The Corona Chair EJ5 by Poul Volther & Erik Jorgensen
Danish designer Poul M. Volther First trained as a cabinetmaker and studied furniture design at the Arts and Crafts School in Copenhagen. A believer in Functionalism, he avoided short-lived aesthetic trends, concentrating on the simple crafting of quality materials, and went on to influence hundreds of young designers when he taught at the Danish Design School.
His early chair designs were based on a series of cushions separated by open spaces in order to economize on materials which were difficult to obtain after the Second World War. The first model, the Pyramid Chair from 1953, with foam and cloth elements, was far from successful. But the same basic approach eventually led to his masterpiece, the Corona Chair, first designed in 1961.
His design, for the Corona Chair is said to be so inspired by the elliptical shapes left by shadows in a time-lapse photograph of a solar eclipse.
Created to use a minimum of fabric and to utilize new foams available at the time, the rather more cumbersome looking Pyramid did not become a commercial success as the complex wooden ellipses and wood frame had to be constructed by hand. This also made the earliest designs of the Corona Chair far too expensive to have any hope of succeeding in a competitive market.

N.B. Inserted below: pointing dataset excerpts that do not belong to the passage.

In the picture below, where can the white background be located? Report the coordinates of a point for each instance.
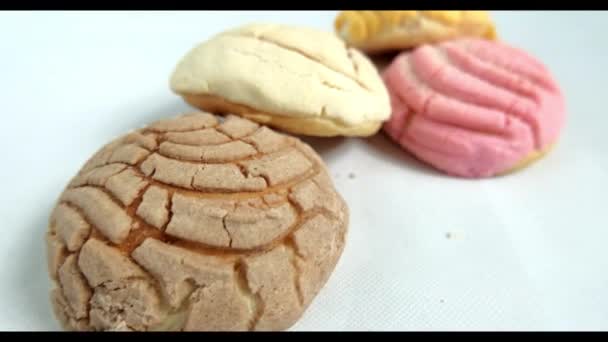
(525, 251)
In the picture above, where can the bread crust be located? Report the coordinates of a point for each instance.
(195, 223)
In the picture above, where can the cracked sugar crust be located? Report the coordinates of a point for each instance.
(238, 233)
(306, 81)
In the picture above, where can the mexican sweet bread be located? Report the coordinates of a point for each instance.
(472, 107)
(300, 80)
(382, 31)
(195, 223)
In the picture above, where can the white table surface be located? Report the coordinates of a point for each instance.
(527, 251)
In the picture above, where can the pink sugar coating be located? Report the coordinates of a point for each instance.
(480, 106)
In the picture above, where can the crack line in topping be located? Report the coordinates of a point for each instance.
(529, 78)
(233, 161)
(531, 123)
(303, 54)
(457, 99)
(242, 284)
(293, 259)
(141, 230)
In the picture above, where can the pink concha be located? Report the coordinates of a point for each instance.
(472, 108)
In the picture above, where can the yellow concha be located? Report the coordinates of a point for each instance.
(378, 31)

Volther met up with manufacturer Erik Jorgensen in 1964 to ask him to collaborate and the more famous metal Corona Chair came into being with its elegant brushed steel exoskeleton of two spines rising up to support steel backed oval pads filled with cold-cured polyurethane.
Working to support the body in just the right places, the Corona Chair was a slow burner in Denmark when it was launched with its brushed-steel base.
Jack Nicholson sitting on the chair playing a narcissistic bachelor expounding on every woman he had ever slept with in the film Carnal Knowledge did little to curb requests for the chair in the US, but it proved expensive to export, which put off large orders from buyers.
What could have been the ultimate Bond chair did not get major commercial recognition until the nineties when it was relaunched in 1997 at the Scandinavian Furniture Fair at Bella Centre in Copenhagen. This time it was a resounding success.
Today, with its elliptical, blow-up cushions, it has reached iconic status, becoming Jorgensen’s most successful item, with sales of almost 3,000 a year. Last seen televised in white in Roger Sterling’s office for the hit TV series Mad Men, the Corona was also used as the official chair for the heads of state at the EU summit in Copenhagen in 2002, the year after Volther died.